Q. Let me just ask you, you're one of the top management of Conoco, does Conoco have an overall balancing arrangement with any of the other named defendants in this case?

A. "No."

Citing a hearing transcript, the complaint continues:

"Despite Mr. Svenvold's testimony [which he offered as the designee of the defendants in the New Mexico litigation (all of whom are defendants in this action)], a Conoco document produced in the MDL 1206 litigation squarely contradicts each aspect of Mr. Svenvold's cited sworn testimony. The document is entitled "Overall Exchange Balances" and it unequivocally establishes that overall balancing has been a significant part of Conoco's crude oil marketing since the early 1980's and continuing through at least 1994. In fact, Conoco developed a new computerized system in 1994 to better facilitate their monitoring of their own balances. Conoco regularly initiated the calls to other oil companies to balance (including all of the Defendants in this action who had significant dealings with Conoco)...."

B) Tracing. Second, we are concerned that MMS has not limited the number of non-arm's-length transactions that must be traced by MMS auditors in order to determine the final gross proceeds of an arm's-length sale. We believe it is unrealistic to expect auditors to bear this burden, as history has shown us how difficult it has been for MMS auditors to capture true gross proceeds through the complicated chains of exchanges and sales between and within companies. We believe that it is reasonable to limit to two the number of transactions government auditors are expected to trace for gross proceeds. Otherwise we believe the current proposal will result in likely lost royalty revenues to the government.

We therefore recommend that in cases where more than two non-arm's-length transactions take place prior to the arm's-length sale that the company be required to pay royalty based on index prices.

C) Location and Quality Differentials. We believe the proposal to eliminate MMS-published location and quality differentials will again put MMS auditors at a disadvantage when trying to determine underpayment of royalties. These differentials are the deductions companies are allowed under the rule to reduce their royalty payments to the government. Therefore, it is important that MMS have a firm grasp on the reasoning behind the amounts of these deductions and the information needed to confirm that industry standards are used with the federal government. As the proposed language now stands, MMS may be giving companies the ability to deduct the entire cost of transporting from the lease to the refinery, rather than having that deduction limited to the cost of transporting from the lease to the index pricing point. We are opposed to this and ask that MMS require the use of standardized location differentials. It would put the government on a more even playing field if these differentials were standardized and made publicly available.
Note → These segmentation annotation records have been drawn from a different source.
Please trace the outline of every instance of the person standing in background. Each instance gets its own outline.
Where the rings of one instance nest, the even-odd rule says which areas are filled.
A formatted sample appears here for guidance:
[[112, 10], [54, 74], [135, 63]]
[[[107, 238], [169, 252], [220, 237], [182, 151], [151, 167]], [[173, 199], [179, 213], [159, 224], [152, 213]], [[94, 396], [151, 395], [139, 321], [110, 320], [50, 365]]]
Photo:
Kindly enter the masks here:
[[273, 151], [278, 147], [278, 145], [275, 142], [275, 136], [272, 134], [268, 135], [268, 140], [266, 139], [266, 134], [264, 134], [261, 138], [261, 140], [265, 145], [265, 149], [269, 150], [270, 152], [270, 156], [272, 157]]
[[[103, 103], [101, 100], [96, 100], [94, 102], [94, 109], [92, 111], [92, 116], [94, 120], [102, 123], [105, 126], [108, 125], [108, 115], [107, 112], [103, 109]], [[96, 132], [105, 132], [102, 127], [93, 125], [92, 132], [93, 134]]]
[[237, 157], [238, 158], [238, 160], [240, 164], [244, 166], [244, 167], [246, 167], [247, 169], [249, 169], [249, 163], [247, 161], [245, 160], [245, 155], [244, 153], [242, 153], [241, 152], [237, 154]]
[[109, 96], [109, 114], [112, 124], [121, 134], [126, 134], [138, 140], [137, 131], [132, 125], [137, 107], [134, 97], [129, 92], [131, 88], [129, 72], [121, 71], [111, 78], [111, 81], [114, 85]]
D) Secretarial Re-determinations. Finally, we believe that if MMS provides for Secretarial re-determinations of value indicators, that such new indicators be required to provide the same safeguards as those in the proposed rule -- transparency based on a competitive open market.

We hope this is the last time this rule is re-opened for comment. As Susan Kladiva of the GAO testified in Congress in May, 1999 regarding their review of MMS' rule making process: "...the General Accounting Office is not too prone to be complimentary of agencies when we do work...we [GAO] believe that they've [MMS] been deliberate and that they have taken all due care to include the positions and to respond to the positions that have been put forth by the states, as well as the industry...So it appears to be a long time. But we believe that it has been thoughtfully approached."

We do too. Please move forward and implement the rule.